Arabian Post Staff -Dubai
Dubai’s benchmark closed down 0.5 per cent, pressured by a 4.9 per cent slide in Emaar Properties and losses in Emaar Development. Emirates NBD also slipped 0.4 per cent even after receiving regulatory approval from the Reserve Bank of India to acquire a majority stake in Mumbai-based RBL Bank. Abu Dhabi, by contrast, rose 0.2 per cent, helped by gains in Abu Dhabi Islamic Bank and petrochemicals producer Borouge. The uneven finish captured the different forces driving Gulf markets: property and consumer-facing names came under pressure, while some lenders and hydrocarbon-linked counters found support.
The immediate catalyst was Trump’s social media warning that the U. S. military “hasn’t even started destroying what’s left in Iran”, adding that bridges and then electric power plants could be next. That message followed U. S. strikes on a bridge near Tehran that Washington said had been used to disrupt military resupply routes, though the target also carried commercial and civilian traffic, deepening international scrutiny over the legality and strategic wisdom of hitting infrastructure with broad public use.
For investors in the Emirates, the concern is not limited to the battlefield. The broader issue is whether the conflict spills further into the Gulf’s economic arteries. Oil prices surged sharply on Friday, with Brent crude rising to about $109 a barrel as traders priced in the risk of prolonged supply disruption. That kind of move can support revenues, government finances and sentiment around energy producers, but it also sharpens anxiety over inflation, transport costs, insurance premiums and the operating environment for sectors tied to tourism, construction, logistics and discretionary spending.
Those tensions have become more acute because the conflict is no longer being viewed as a contained exchange of threats. Reports of damage to infrastructure in Kuwait, alongside continued alarm over the Strait of Hormuz, have reinforced the sense that financial markets in the Gulf must now price not only headline risk but the possibility of direct disruption to critical assets. The waterway remains central to the global movement of crude and liquefied natural gas, so each escalation reverberates quickly through equity, currency and commodity markets.
That helps explain why Abu Dhabi proved more resilient than Dubai. Abu Dhabi’s market has a heavier weighting in banks, energy and defensive large-cap names that can appear more sheltered during geopolitical stress, especially when oil is rising. Dubai, while also home to major financial institutions, is more exposed to property, retail, hospitality and broader sentiment around regional business confidence. A sell-off in Emaar, one of the exchange’s bellwether stocks, therefore carried symbolic as well as numerical weight, underscoring how quickly geopolitical fear can filter into valuations tied to domestic growth and international investor confidence.
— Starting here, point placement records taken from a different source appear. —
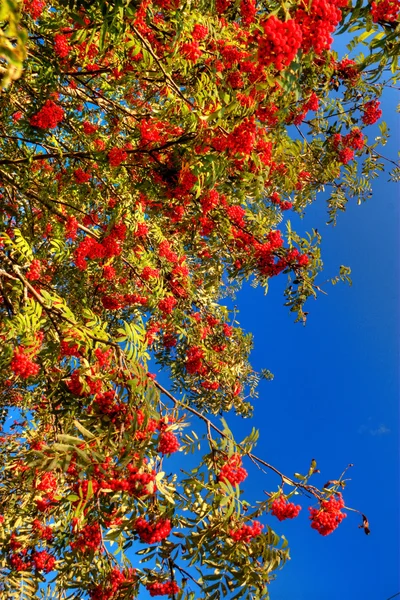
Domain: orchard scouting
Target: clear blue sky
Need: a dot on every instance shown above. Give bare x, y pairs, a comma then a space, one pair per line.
335, 397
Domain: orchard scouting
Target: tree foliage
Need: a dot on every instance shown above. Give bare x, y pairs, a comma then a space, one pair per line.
151, 152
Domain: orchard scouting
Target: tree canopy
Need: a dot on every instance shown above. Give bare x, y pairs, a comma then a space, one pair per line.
152, 153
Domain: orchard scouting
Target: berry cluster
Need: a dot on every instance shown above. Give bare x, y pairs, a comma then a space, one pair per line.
48, 117
61, 46
22, 364
43, 561
44, 532
35, 268
168, 443
167, 588
283, 204
34, 8
282, 509
116, 156
246, 532
385, 11
200, 32
280, 43
89, 128
194, 360
167, 305
151, 533
248, 11
191, 51
329, 516
82, 176
233, 471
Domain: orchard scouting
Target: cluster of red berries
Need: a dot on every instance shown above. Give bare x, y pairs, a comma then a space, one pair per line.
329, 516
167, 305
283, 204
43, 561
61, 45
168, 443
233, 471
48, 117
282, 509
347, 69
116, 156
34, 8
236, 214
154, 532
246, 532
165, 251
22, 364
82, 176
71, 228
248, 11
35, 268
44, 532
280, 42
191, 51
372, 112
92, 249
194, 360
200, 32
385, 11
167, 588
89, 128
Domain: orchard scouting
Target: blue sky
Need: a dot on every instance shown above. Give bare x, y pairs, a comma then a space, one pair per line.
335, 398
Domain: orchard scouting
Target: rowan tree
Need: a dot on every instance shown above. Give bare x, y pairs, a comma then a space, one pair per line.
151, 155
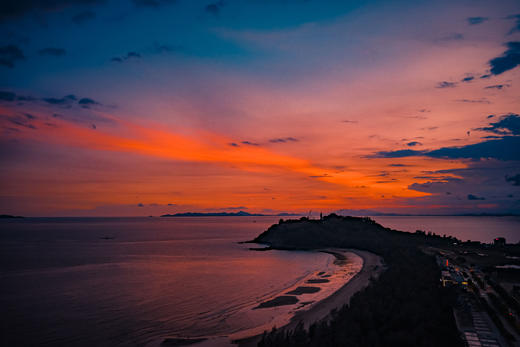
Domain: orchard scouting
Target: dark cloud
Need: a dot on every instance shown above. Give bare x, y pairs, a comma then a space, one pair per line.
235, 208
284, 140
398, 165
501, 148
451, 37
474, 197
23, 120
153, 3
133, 55
516, 28
7, 96
10, 54
214, 8
83, 17
476, 20
401, 153
446, 84
414, 143
474, 101
498, 86
87, 102
514, 180
66, 100
15, 8
507, 125
507, 61
505, 148
129, 55
57, 52
161, 48
320, 176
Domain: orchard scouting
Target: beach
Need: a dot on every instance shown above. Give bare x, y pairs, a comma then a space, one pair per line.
371, 268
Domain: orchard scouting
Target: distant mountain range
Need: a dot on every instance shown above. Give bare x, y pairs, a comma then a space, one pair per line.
226, 214
9, 216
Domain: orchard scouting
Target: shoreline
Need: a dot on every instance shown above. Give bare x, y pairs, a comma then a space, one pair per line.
371, 268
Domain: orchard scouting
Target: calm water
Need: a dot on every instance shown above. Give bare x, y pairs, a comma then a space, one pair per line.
483, 229
106, 282
133, 281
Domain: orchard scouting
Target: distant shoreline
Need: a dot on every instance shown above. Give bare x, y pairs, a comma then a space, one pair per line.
371, 268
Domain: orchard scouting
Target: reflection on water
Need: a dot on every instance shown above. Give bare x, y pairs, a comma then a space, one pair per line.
483, 229
130, 281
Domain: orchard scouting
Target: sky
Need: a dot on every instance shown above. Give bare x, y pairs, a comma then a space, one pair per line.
146, 107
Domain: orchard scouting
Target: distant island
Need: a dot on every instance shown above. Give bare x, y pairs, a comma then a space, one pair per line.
5, 216
227, 214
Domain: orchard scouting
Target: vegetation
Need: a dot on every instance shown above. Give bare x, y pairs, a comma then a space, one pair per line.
405, 306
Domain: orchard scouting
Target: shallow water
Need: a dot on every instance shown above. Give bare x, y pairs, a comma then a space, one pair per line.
132, 281
483, 229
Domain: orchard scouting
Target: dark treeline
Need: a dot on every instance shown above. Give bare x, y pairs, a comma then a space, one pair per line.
405, 306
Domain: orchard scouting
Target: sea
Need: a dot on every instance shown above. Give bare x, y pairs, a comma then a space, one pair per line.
138, 281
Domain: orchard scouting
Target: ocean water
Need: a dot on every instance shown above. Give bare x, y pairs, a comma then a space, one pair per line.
136, 281
481, 228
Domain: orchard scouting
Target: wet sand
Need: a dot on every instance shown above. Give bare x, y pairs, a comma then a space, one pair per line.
372, 267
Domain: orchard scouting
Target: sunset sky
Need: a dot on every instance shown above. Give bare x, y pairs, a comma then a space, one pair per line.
145, 107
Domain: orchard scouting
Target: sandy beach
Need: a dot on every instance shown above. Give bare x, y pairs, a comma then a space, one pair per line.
372, 267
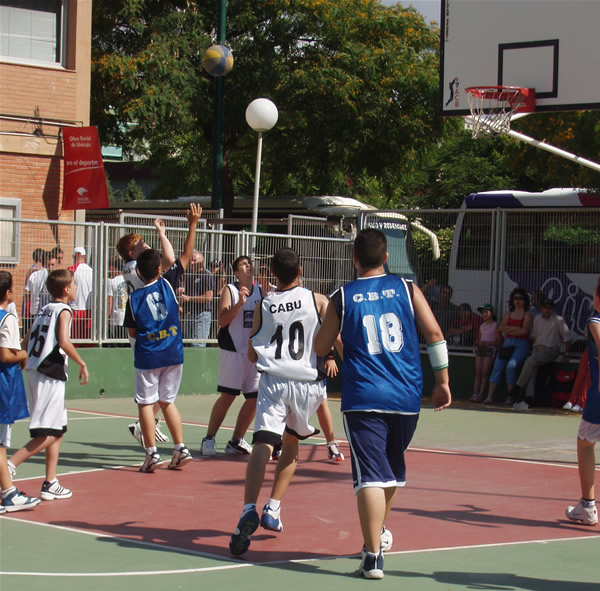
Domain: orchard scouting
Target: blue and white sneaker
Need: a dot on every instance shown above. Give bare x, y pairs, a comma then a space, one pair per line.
270, 519
151, 463
240, 539
371, 566
17, 501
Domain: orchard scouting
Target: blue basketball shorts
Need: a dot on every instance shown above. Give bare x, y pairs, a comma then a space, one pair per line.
377, 445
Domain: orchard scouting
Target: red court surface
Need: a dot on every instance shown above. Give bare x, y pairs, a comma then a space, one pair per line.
451, 500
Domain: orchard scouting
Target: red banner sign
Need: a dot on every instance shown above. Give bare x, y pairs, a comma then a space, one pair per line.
84, 182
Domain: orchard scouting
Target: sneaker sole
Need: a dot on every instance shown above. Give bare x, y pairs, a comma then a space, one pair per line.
13, 508
45, 496
181, 464
265, 525
240, 543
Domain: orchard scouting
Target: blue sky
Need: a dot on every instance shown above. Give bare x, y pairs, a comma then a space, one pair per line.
430, 9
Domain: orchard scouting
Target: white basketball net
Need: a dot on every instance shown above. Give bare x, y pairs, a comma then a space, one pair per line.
492, 108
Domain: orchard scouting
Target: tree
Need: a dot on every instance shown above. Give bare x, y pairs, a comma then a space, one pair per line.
355, 84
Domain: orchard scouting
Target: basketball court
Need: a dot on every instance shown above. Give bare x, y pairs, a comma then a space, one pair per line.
483, 508
502, 60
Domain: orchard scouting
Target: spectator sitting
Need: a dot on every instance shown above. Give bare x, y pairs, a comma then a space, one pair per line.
550, 333
487, 342
464, 329
576, 402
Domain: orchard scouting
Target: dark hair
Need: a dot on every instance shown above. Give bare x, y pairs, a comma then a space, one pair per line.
148, 264
5, 283
57, 281
513, 293
370, 248
285, 265
237, 261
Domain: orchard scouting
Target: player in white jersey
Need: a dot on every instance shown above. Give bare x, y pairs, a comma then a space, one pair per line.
48, 345
290, 390
129, 247
237, 375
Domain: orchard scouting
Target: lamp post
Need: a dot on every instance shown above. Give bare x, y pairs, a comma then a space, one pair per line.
261, 115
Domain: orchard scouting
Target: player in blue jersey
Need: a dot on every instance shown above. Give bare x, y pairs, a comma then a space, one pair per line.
152, 318
589, 429
378, 316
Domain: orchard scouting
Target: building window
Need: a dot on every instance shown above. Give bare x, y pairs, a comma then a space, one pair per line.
33, 31
10, 209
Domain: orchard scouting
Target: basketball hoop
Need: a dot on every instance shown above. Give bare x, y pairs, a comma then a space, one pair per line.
493, 106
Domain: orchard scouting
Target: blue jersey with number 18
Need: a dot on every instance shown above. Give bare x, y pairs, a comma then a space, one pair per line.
382, 363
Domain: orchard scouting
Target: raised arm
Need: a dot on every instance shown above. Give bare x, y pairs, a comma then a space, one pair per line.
166, 247
193, 215
64, 341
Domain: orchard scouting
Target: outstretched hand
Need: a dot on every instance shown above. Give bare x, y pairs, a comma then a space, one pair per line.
441, 397
194, 213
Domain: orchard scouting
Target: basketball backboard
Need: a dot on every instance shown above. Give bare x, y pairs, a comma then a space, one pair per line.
552, 46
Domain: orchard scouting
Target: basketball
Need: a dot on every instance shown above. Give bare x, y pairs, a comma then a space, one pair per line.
217, 60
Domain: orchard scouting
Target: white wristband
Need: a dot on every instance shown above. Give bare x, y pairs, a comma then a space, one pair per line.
438, 355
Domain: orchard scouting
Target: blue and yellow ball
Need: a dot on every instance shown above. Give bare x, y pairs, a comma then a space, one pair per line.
217, 60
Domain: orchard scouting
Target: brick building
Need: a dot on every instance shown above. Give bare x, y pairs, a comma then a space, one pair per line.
45, 59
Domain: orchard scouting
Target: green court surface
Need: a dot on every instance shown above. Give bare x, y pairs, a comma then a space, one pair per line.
453, 529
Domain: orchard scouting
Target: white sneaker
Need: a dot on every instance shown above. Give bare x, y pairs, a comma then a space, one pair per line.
238, 447
208, 447
335, 455
180, 458
151, 463
17, 501
581, 514
53, 490
386, 540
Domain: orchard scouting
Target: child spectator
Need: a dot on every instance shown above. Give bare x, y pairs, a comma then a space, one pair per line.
48, 346
152, 319
487, 341
13, 401
377, 316
589, 429
463, 330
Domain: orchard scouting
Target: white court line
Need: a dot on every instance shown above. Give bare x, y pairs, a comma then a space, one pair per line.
497, 458
236, 565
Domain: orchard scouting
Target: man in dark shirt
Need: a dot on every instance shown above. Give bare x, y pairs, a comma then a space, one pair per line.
196, 299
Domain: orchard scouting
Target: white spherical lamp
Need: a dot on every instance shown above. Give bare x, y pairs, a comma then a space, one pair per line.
261, 114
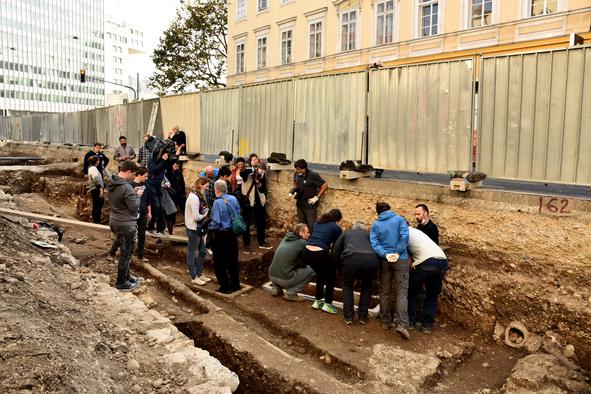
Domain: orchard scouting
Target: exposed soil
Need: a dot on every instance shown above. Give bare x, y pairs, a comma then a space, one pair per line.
504, 265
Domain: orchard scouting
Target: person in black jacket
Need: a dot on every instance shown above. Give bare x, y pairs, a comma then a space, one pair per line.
254, 189
102, 162
359, 263
425, 224
158, 165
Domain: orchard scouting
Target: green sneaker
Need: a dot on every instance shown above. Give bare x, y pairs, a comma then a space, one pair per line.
328, 308
317, 304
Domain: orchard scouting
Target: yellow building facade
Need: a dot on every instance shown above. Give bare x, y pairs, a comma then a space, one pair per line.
272, 39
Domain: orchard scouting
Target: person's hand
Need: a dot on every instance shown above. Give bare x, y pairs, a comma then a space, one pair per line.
313, 200
392, 257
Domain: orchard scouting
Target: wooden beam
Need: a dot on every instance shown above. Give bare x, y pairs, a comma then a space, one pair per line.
73, 222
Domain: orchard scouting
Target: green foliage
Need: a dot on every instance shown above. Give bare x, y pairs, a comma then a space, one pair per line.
192, 52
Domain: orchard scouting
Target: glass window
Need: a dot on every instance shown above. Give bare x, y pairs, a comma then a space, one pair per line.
429, 17
481, 13
240, 9
384, 22
239, 58
348, 31
262, 52
315, 32
543, 7
286, 46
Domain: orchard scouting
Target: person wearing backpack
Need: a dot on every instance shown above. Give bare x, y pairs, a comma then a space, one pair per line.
225, 218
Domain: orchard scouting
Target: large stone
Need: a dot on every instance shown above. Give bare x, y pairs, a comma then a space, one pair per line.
397, 370
545, 373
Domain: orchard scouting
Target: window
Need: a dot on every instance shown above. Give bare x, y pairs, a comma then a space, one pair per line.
240, 58
315, 34
348, 31
428, 17
481, 13
240, 9
286, 45
262, 52
543, 7
384, 22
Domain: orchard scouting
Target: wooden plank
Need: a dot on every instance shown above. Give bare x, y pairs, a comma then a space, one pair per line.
73, 222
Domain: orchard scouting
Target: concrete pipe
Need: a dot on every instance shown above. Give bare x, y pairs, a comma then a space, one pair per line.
516, 334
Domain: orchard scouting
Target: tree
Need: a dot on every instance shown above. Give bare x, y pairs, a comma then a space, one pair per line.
192, 52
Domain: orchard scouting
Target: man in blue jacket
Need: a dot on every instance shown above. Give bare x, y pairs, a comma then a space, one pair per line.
389, 239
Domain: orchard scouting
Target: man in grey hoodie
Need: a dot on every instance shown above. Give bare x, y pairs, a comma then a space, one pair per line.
125, 203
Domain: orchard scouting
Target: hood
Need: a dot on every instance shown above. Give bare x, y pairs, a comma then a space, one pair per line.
116, 181
386, 215
292, 237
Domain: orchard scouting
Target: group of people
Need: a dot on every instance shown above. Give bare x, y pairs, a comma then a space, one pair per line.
408, 259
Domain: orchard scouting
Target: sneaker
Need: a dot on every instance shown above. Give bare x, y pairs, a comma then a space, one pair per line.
317, 304
426, 330
198, 281
328, 308
403, 332
292, 297
127, 286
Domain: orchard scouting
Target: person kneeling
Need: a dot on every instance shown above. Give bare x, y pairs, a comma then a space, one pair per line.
283, 272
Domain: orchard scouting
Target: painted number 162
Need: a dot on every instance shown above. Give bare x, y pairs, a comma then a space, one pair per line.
553, 205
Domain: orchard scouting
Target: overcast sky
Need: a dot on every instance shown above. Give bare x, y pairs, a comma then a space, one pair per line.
150, 16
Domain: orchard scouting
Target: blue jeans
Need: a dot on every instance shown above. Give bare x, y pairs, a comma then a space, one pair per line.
195, 245
429, 273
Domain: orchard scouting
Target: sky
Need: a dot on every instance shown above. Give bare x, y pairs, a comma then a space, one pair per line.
150, 16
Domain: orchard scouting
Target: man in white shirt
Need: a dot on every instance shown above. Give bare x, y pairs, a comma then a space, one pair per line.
429, 266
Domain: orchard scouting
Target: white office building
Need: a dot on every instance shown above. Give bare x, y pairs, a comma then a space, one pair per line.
122, 41
43, 46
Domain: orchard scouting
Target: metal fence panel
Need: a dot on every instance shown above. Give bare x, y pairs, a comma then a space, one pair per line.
420, 117
266, 119
183, 111
220, 112
330, 118
532, 116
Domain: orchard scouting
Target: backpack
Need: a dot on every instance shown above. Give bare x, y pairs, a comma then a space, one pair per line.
238, 224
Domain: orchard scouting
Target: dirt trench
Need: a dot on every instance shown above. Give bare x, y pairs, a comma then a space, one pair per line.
479, 292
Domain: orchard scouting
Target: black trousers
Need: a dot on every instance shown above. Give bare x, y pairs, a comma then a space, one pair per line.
326, 273
360, 271
225, 260
260, 216
97, 205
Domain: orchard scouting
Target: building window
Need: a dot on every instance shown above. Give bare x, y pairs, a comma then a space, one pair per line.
241, 9
543, 7
315, 31
348, 31
240, 58
262, 52
384, 22
428, 17
286, 46
481, 13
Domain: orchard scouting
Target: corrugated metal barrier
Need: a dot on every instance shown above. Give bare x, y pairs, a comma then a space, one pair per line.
535, 120
420, 117
330, 118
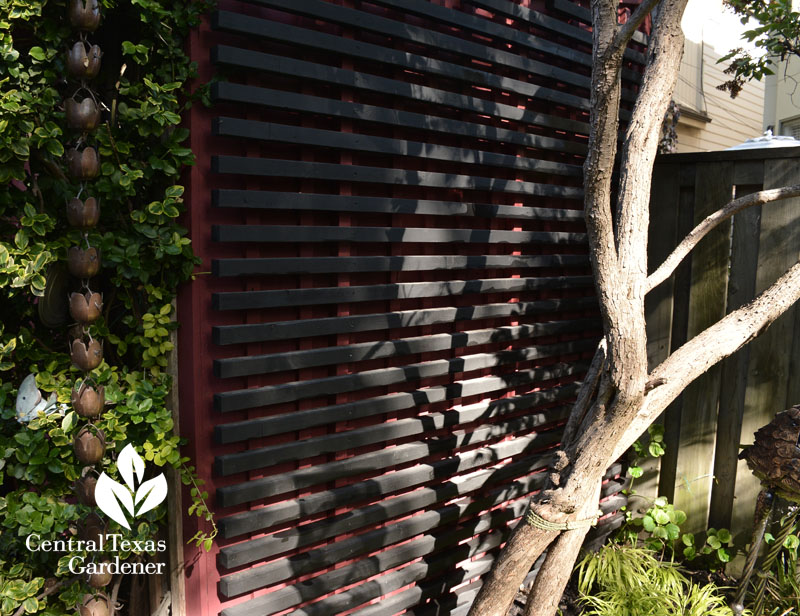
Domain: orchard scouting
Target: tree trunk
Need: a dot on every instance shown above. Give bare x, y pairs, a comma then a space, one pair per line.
618, 398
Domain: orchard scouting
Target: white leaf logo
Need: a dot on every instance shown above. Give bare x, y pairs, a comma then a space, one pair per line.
109, 494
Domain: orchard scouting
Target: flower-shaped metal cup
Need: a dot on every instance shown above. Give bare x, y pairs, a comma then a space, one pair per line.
85, 307
94, 605
86, 355
85, 487
84, 14
88, 401
89, 445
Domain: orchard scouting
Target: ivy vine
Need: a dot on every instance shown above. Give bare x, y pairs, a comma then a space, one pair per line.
144, 86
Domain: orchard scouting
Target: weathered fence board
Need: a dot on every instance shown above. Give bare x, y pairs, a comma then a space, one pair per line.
707, 425
400, 304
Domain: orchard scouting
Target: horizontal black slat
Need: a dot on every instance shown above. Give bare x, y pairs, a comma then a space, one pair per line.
425, 522
496, 31
431, 38
227, 92
260, 427
241, 399
401, 428
266, 200
447, 602
251, 300
364, 351
438, 588
276, 167
396, 506
253, 60
395, 235
539, 19
263, 518
425, 544
230, 464
282, 133
585, 15
390, 582
304, 328
303, 37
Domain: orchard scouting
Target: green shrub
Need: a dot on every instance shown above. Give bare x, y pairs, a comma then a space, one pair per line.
629, 581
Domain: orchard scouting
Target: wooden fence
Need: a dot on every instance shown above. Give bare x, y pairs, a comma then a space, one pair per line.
398, 303
717, 414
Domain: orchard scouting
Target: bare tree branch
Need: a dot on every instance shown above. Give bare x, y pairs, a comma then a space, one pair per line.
627, 30
586, 392
714, 344
548, 587
688, 243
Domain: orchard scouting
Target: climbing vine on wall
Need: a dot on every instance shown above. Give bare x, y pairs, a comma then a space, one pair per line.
142, 87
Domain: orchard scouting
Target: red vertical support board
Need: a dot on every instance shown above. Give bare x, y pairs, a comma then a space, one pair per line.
399, 303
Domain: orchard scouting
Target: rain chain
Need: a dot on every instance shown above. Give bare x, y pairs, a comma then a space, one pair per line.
83, 115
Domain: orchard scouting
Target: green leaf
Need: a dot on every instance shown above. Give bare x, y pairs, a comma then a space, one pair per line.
68, 421
173, 192
673, 532
31, 605
55, 148
661, 516
655, 449
21, 239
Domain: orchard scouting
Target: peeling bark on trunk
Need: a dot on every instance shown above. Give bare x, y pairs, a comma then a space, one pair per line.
619, 399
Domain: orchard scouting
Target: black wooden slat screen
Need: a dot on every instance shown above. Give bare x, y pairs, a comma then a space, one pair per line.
401, 304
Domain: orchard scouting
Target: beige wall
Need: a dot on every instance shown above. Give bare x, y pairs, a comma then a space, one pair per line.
732, 121
783, 100
711, 120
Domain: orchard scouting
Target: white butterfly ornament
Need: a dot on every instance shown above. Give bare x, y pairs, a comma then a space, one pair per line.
30, 401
Market participants are also watching whether the region’s policymakers move to cushion the impact if volatility persists. Gulf governments have deep financial buffers, proven records of intervention during shocks and strong incentives to preserve domestic stability. Yet the present challenge is more complex than a routine correction because it combines war risk, elevated oil, uncertainty over U. S. strategy and questions about the durability of maritime trade flows. Investors who might ordinarily welcome stronger crude prices are being forced to ask whether the geopolitical premium now outweighs the macroeconomic upside.
Another layer of uncertainty comes from the mixed messaging around the future course of the war. Earlier in the week, markets had responded to reports that Trump was weighing a path towards ending hostilities, only for Friday’s rhetoric to swing sharply back towards escalation. That has made day-to-day positioning more fragile across Gulf bourses, where sentiment is increasingly being set by military and diplomatic headlines rather than company fundamentals alone.